# buff orpington x white leghorns



## grgfishkeeper

In my incubator about to hatch tonight or tomorrow


----------



## Energyvet

Boy, I'd love some Buff orps. Still hoping to get some chicks for Spring. Good luck with your hatch.


----------



## piglett

Energyvet said:


> Boy, I'd love some Buff orps. Still hoping to get some chicks for Spring. Good luck with your hatch.


what state are you in EV?
if your near new hampshire i'll have lots of hatching eggs & peeps come spring.

piglett


----------



## 7chicks

EV is in New Jersey.


----------



## piglett

7chicks said:


> EV is in New Jersey.


oh well that's a ways off , maybe EV can find some babies near by.
my bator will be full all spring


----------



## grgfishkeeper

Addicted ...... i just got a new bator and egg turner and about 2 dozen eggs to go in


----------



## Energyvet

Piglett, you're not going to the Sussex County Poultry show this Spring are you? I'll be there. No orps for sale there in October.


----------



## piglett

Energyvet said:


> Piglett, you're not going to the Sussex County Poultry show this Spring are you? I'll be there. No orps for sale there in October.
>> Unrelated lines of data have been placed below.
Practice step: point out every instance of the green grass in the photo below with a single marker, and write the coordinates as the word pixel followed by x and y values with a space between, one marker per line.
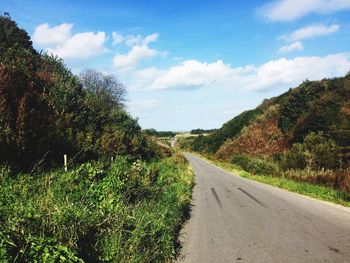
pixel 123 212
pixel 316 191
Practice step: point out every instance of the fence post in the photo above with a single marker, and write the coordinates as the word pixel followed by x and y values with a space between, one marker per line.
pixel 65 162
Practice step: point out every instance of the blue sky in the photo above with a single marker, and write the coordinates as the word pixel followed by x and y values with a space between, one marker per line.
pixel 194 64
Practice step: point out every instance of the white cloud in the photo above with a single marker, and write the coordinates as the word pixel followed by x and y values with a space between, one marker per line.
pixel 192 73
pixel 278 73
pixel 310 32
pixel 117 38
pixel 136 105
pixel 291 47
pixel 81 46
pixel 129 60
pixel 139 51
pixel 56 35
pixel 288 10
pixel 59 41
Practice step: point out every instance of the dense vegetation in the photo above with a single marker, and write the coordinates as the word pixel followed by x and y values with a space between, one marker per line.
pixel 160 134
pixel 128 209
pixel 121 212
pixel 46 111
pixel 303 134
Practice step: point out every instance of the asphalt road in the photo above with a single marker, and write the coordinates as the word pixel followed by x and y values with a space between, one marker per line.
pixel 234 219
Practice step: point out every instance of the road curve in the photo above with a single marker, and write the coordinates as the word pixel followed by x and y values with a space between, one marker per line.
pixel 234 219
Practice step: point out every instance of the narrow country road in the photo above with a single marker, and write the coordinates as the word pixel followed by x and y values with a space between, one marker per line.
pixel 234 219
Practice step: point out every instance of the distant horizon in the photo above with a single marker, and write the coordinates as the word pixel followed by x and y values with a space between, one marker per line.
pixel 188 65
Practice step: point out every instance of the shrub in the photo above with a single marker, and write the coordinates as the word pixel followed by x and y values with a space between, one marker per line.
pixel 316 152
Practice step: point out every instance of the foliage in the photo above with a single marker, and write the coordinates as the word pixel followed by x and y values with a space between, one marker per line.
pixel 305 130
pixel 46 111
pixel 153 132
pixel 255 165
pixel 201 131
pixel 317 152
pixel 260 138
pixel 126 211
pixel 338 195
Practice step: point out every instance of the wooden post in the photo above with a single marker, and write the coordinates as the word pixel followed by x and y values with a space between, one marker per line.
pixel 65 162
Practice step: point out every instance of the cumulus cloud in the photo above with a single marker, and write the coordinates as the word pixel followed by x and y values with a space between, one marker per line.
pixel 56 35
pixel 81 46
pixel 289 10
pixel 130 59
pixel 59 41
pixel 291 47
pixel 276 73
pixel 117 38
pixel 142 104
pixel 310 31
pixel 139 50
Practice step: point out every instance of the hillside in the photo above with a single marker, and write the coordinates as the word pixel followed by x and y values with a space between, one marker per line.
pixel 119 190
pixel 304 129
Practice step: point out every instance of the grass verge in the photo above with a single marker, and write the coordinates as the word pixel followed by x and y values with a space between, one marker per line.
pixel 98 212
pixel 316 191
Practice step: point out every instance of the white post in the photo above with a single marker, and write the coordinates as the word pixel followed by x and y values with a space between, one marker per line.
pixel 65 162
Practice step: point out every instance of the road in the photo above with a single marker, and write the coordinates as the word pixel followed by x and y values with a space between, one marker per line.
pixel 234 219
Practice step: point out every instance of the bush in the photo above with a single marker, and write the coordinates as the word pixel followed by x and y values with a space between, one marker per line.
pixel 316 152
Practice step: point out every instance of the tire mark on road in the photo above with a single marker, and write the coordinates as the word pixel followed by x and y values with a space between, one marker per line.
pixel 252 197
pixel 216 197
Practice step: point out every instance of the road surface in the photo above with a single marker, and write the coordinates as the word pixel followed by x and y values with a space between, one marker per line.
pixel 234 219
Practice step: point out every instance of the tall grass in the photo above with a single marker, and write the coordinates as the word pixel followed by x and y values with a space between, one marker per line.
pixel 123 212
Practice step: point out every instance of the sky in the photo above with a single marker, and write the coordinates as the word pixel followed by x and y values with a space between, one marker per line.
pixel 193 64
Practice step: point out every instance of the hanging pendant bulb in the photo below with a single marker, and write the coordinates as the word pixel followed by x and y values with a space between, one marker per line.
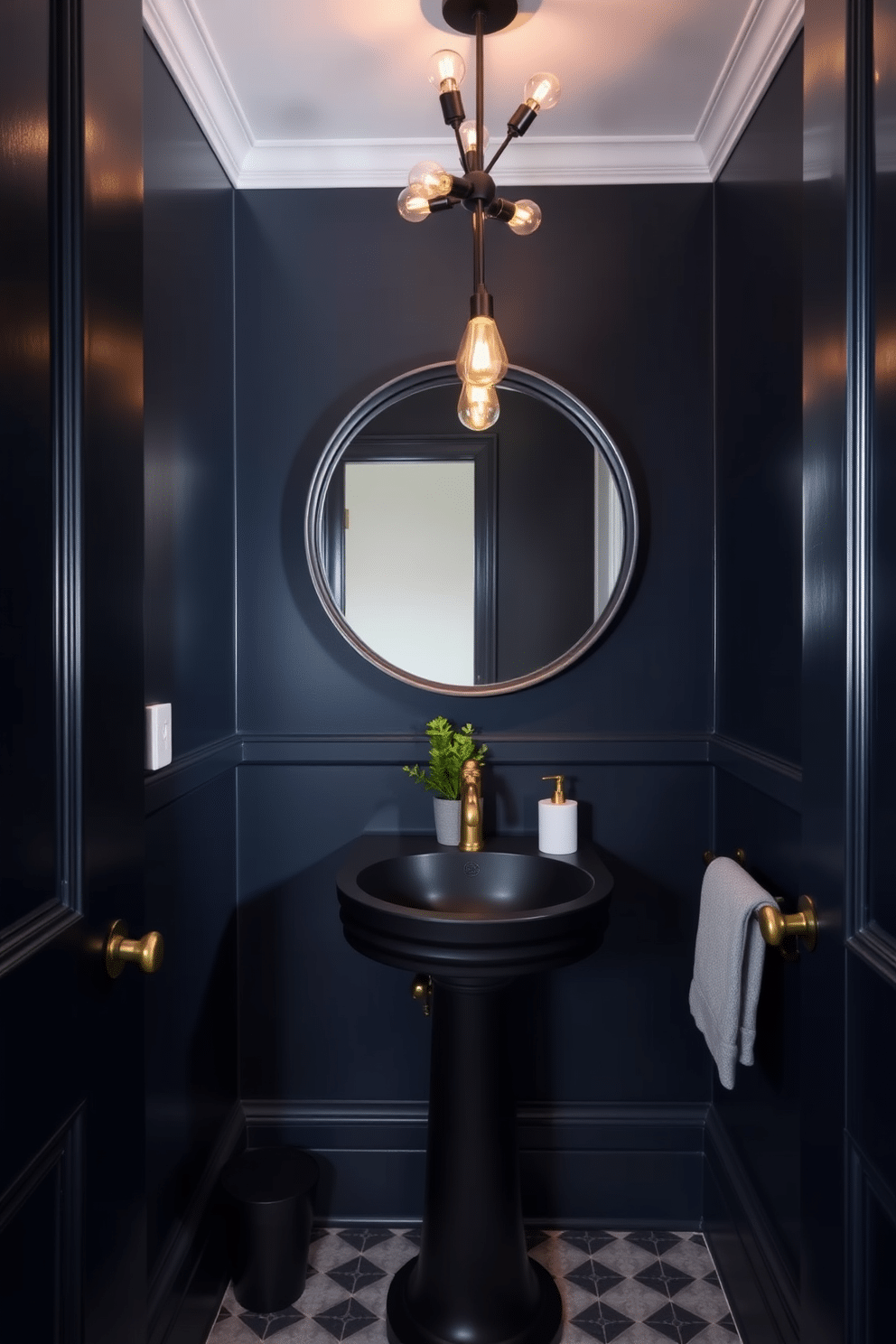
pixel 481 358
pixel 414 206
pixel 542 90
pixel 477 407
pixel 446 70
pixel 527 217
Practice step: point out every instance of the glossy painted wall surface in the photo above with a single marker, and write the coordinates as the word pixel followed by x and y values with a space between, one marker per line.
pixel 335 294
pixel 760 600
pixel 191 843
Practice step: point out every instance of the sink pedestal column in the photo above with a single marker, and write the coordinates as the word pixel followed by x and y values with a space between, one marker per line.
pixel 473 1281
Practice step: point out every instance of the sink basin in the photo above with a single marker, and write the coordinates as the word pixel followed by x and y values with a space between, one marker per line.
pixel 505 911
pixel 473 922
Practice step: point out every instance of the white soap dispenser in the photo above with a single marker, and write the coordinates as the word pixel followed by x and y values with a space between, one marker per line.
pixel 557 821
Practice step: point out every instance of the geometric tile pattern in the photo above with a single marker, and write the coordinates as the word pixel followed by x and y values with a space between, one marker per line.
pixel 629 1288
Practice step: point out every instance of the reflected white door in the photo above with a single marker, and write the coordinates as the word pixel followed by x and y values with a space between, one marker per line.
pixel 410 565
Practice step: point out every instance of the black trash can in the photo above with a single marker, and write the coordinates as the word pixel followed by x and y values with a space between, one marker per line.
pixel 269 1225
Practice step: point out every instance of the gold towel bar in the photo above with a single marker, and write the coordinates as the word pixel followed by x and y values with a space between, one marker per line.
pixel 774 924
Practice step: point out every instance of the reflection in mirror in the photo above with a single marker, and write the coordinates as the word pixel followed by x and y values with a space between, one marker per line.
pixel 466 561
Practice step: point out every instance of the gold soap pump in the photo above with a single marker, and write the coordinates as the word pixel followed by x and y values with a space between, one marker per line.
pixel 557 820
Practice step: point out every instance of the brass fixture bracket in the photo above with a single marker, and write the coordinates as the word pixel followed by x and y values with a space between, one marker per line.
pixel 422 991
pixel 145 952
pixel 739 855
pixel 775 925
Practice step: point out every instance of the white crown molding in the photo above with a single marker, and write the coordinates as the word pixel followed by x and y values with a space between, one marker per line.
pixel 545 162
pixel 764 38
pixel 187 49
pixel 185 46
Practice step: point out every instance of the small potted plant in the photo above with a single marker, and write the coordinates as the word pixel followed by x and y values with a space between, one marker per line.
pixel 449 749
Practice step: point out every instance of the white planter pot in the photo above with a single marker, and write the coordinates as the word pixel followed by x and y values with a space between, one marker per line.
pixel 448 820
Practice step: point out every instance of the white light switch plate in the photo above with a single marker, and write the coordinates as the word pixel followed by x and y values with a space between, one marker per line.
pixel 157 735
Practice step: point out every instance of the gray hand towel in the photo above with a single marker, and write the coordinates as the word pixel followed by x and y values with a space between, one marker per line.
pixel 727 964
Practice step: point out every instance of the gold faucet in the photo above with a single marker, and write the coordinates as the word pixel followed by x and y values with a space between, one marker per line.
pixel 471 807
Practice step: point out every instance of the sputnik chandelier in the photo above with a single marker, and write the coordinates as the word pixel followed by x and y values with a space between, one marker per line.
pixel 481 359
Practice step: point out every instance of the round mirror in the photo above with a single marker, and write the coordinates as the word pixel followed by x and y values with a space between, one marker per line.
pixel 471 564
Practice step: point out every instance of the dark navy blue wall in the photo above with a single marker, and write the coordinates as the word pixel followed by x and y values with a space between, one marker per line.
pixel 191 823
pixel 754 1134
pixel 611 297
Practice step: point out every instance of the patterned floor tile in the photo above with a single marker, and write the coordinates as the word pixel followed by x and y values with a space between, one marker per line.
pixel 320 1293
pixel 390 1255
pixel 621 1286
pixel 705 1300
pixel 356 1273
pixel 587 1242
pixel 625 1257
pixel 361 1238
pixel 675 1322
pixel 374 1296
pixel 557 1255
pixel 636 1299
pixel 664 1278
pixel 345 1319
pixel 602 1321
pixel 594 1275
pixel 655 1242
pixel 265 1327
pixel 692 1257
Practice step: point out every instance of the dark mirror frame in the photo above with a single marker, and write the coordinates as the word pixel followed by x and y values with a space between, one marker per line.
pixel 319 525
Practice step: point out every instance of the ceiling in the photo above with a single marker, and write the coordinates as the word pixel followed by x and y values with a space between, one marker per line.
pixel 295 93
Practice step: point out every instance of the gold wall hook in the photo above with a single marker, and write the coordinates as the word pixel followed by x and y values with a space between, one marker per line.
pixel 422 991
pixel 739 855
pixel 777 926
pixel 145 952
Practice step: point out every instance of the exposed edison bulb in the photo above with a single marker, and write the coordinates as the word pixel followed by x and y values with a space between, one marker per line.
pixel 542 90
pixel 446 70
pixel 527 217
pixel 477 407
pixel 468 136
pixel 430 179
pixel 414 206
pixel 481 359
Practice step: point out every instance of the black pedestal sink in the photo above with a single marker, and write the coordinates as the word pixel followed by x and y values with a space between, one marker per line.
pixel 473 922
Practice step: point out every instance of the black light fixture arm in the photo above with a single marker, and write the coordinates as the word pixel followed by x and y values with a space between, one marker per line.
pixel 499 152
pixel 502 210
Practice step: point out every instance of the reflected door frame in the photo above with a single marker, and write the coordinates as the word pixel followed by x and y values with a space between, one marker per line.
pixel 430 448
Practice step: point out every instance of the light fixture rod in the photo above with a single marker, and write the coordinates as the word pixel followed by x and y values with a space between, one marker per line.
pixel 479 247
pixel 479 218
pixel 480 91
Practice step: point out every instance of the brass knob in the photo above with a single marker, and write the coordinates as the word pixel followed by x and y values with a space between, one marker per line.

 i'll be putting up a huge fence every spare second i have come spring. i want my flock to be able to have access to the front 1/2 acre of my property but there is a ton of work to do before that happens
(many trees to be cut & 4x4 pt posts to be set)

if there was going to be something in Boston or in southern NH i would have to think about it. i can always send hatching eggs once i make sure my boy is doing a good job with the hens. i'll know once i hatch out the 1st batch from them.

piglett


----------



## Energyvet

I love some day olds if your willing to ship. Contact me when you know.


----------



## piglett

Energyvet said:


> I love some day olds if your willing to ship. Contact me when you know.


NJ is not that far off so i think once it warms up this spring i should be able to provide all you want.
my grey silkie is show quality so when mixed with my new pullets there should be some good looking chicks showing up in my bator

thanks
piglett


----------



## Energyvet

Send me a PM. I also just got a silkie Roo and I'll be looking for some hens for him. He's blue.


----------